Thai Petrochemical Industry Plc (TPI) reported a 65 per cent decline in its outstanding debts to 37.89 billion baht or around US$940m as of the end of March, the Bangkok Post reports. The petrochemical company had debt of US$2.7 billion when it entered court-supervised rehabilitation in 2000 as the country’s largest debt-restructuring case.
The Central Bankruptcy Court will rule on April 26 whether the petrochemical and cement giant should be removed from the restructuring process as requested by its plan administrator.
On Sept 22, 2005, the plan administrator arranged the second round of sale of 249,007,294 shares of TPI Polene, one of its subsidiaries, as required under the plan. Two bidders participated but the higher offering price of 17 baht per share would not make it possible for the sale to generate the required US$250m as stipulated under the plan.
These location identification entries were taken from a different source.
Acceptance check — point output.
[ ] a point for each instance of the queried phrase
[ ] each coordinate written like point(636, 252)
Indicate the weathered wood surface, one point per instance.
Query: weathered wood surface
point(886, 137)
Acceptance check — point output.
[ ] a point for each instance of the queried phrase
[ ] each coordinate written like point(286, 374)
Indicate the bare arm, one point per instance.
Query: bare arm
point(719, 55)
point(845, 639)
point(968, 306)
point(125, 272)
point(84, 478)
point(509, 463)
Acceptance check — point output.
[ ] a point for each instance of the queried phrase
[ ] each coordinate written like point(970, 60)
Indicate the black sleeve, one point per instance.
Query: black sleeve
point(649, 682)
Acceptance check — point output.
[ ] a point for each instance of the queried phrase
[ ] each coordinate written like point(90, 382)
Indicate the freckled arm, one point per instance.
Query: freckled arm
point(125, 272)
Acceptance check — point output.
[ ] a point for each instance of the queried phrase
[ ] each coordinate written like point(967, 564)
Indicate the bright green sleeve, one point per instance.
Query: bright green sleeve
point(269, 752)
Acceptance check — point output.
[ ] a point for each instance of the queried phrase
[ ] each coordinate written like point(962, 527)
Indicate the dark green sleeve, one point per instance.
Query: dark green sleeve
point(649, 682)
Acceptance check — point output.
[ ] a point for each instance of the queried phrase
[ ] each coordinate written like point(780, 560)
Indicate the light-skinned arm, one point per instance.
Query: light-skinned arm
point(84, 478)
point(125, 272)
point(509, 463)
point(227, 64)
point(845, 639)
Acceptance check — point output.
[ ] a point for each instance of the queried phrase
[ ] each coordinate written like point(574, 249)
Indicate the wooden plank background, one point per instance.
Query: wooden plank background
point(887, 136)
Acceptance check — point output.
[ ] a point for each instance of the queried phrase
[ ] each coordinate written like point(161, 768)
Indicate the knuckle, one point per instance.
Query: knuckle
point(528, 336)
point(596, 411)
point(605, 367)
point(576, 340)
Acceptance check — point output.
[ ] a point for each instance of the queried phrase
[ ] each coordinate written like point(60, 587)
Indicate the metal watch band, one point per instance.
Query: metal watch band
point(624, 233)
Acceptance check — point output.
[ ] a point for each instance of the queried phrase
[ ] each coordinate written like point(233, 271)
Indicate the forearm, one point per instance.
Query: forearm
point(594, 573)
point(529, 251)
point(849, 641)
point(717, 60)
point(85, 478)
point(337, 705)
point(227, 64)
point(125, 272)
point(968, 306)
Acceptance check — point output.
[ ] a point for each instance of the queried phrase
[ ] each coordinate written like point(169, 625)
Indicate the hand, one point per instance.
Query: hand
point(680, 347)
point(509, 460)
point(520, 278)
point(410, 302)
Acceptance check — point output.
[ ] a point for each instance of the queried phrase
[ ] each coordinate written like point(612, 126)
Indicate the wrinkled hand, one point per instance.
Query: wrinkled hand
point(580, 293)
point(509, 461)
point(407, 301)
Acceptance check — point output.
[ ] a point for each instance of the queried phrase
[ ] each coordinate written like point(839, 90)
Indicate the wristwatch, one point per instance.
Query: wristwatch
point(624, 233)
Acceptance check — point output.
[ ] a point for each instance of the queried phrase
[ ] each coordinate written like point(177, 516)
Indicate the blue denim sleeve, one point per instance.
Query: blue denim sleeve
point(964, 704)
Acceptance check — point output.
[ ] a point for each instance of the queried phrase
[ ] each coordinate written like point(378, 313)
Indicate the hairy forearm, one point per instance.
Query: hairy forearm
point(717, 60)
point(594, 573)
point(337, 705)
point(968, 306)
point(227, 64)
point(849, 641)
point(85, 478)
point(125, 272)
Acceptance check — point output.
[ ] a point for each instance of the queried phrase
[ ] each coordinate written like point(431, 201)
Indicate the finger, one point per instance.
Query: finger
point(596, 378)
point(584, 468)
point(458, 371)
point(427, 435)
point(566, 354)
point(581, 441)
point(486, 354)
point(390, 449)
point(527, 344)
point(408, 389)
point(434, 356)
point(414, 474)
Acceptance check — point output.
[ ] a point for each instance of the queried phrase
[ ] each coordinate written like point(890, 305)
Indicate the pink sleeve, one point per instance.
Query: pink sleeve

It turned out the creditors had decided to buy up all of the shares at 41.18 baht each, enabling TPI to raise US$250m to repay the creditors at last, and all accrued interest was also forgiven. Then on Dec 29 last year, the planner made the second repayment out of the proceeds from the 57-billion-baht issuance of new shares, resulting in a sharp decrease of the company’s outstanding debts to 37.89 billion baht as of the end of March.